Abstract

Light and electron-microscopic studies of Characiosiphon rivularis Iyengar reveal its structure to be a sac-like coenocyte, with a large central vacuole and a thin peripheral layer of cytoplasm. Scattered through the cytoplasm are large, reticulately arranged, disc-shaped chloroplasts, each with a large pyrenoid surrounded by starch plates. Immediately internal to each plastid is a nucleus. Golgi apparatus, mitochondria, and ribosomes are dispersed through the cytoplasm in the area of the chloroplast, as are conspicuous contractile vacuoles. The thallus wall, which is fibrillar in nature and which, upon analysis, is shown to consist only partly of cellulose, increases in thickness as the thallus grows. At maturity the sacs undergo zoosporogenesis, which usually takes place in young cultures, or gametogenesis, which occurs mainly in older cultures. Discrete protoplasts, formed by invagination of the plasma membrane around each chloroplast and its associated organelles, cleave to form four to eight motile cells each. During this process a cytoplasmic layer between the motile cells and the central vacuole persists until broken by the activity of the motile cells. Unreleased zoospores function as aplanospores.
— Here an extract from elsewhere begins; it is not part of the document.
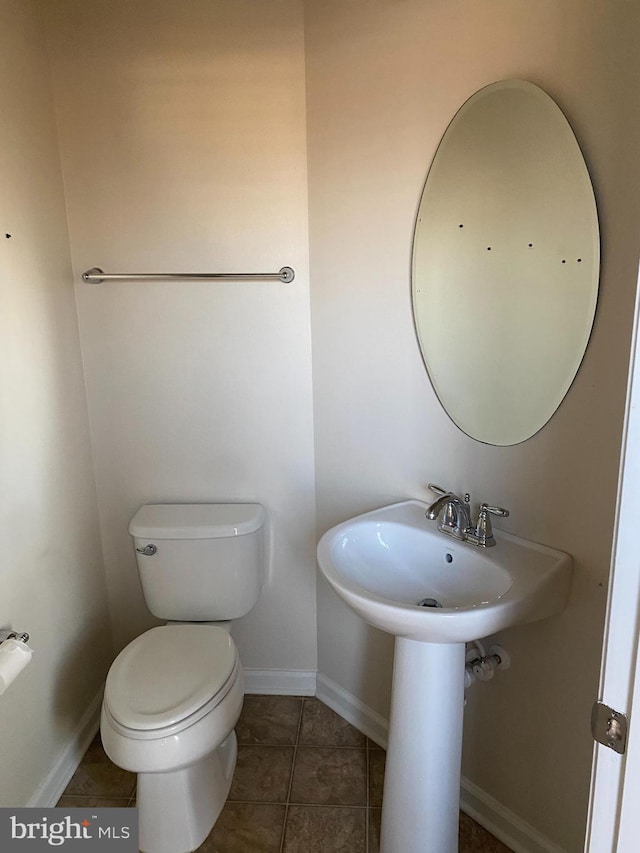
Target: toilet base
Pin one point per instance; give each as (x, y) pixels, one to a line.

The organism is heterothallic and isogamous, gametic union resulting in a thick-walled, quiescent zygote. Meiosis occurs upon germination of the zygote into zoospores or aplanospores. Observations of meiotic and mitotic figures indicate the chromosome number to be between 10 and 12. The morphology, life history, and pigment, composition of the alga, as revealed by this investigation, confirm its earlier assignment by (Iyengar 1936, 1954) to a new family, Characiosiphonaceae, of the Chlorococcales.